Martin Müsli
Martin Müsli

Reputation: 1159

How to secure Firebase by checking for correct userID in the "official" Authentication database

I have users, registered with the EMail function of Firebase Authentication. Only authenticated users should write to my Firestore database.

My rule (from the documentation):

allow write: if request.auth != null;

allows access to every request where there is an non-null auth-object. This doesn't seem to be very secure. As you could just make a request with any auth = {something: "hacker"} object.

So, to avoid this problem. How do I check if the given request.auth.uid is actually the one from the Firebase Authentication service?

Upvotes: 1

Views: 83

Answers (2)

Kundan
Kundan

Reputation: 1952

These set of rules worked for me.

service cloud.firestore {
 match /databases/{database}/documents {
    match /{document=**} {
      allow read, write: if request.auth.uid != null;
    }
  }
}

Upvotes: 1

Frank van Puffelen
Frank van Puffelen

Reputation: 598740

The request.auth variable is populated by Firebase automatically on the server, based on the ID token that is sent along from the client with each request.

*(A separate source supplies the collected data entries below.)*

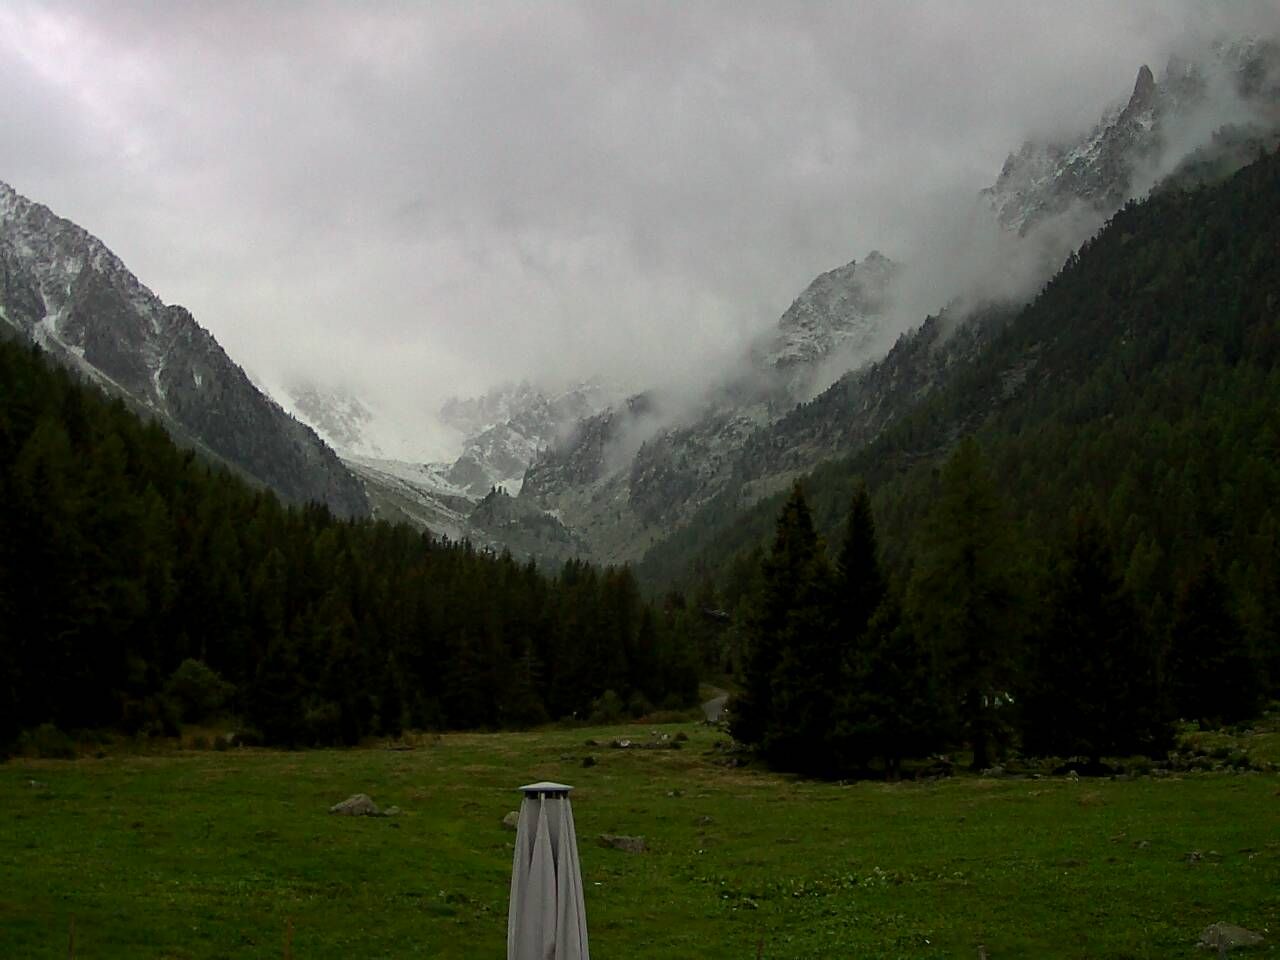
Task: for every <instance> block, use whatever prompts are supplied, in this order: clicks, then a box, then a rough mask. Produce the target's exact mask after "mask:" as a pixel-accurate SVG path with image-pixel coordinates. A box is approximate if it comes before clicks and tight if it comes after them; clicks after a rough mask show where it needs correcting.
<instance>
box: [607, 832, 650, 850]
mask: <svg viewBox="0 0 1280 960" xmlns="http://www.w3.org/2000/svg"><path fill="white" fill-rule="evenodd" d="M600 846H608V847H613V849H614V850H622V851H623V852H627V854H643V852H645V851H646V850H648V849H649V847H648V846H645V842H644V837H623V836H616V835H613V833H602V835H600Z"/></svg>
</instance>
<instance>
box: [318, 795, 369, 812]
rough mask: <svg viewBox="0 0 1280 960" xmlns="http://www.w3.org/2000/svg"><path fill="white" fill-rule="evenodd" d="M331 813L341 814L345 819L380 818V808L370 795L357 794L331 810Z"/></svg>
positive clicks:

Minting an ID token for a given Firebase project, requires that you have access to the administrative credentials for that project.

This means that, as long as you ensure that you don't share the administrative credentials for your project publicly, nobody can inject their own information into the ID token, and this the request.auth object in your database is actually secure from tampering.


The rule in your question limits who can write data, as the user will need to be signed in to Firebase Authentication to be able to write. You'll typically also want to limit what the user can do, both by controlling the access (for example, only letting them access their own data), and by validating the data that they write.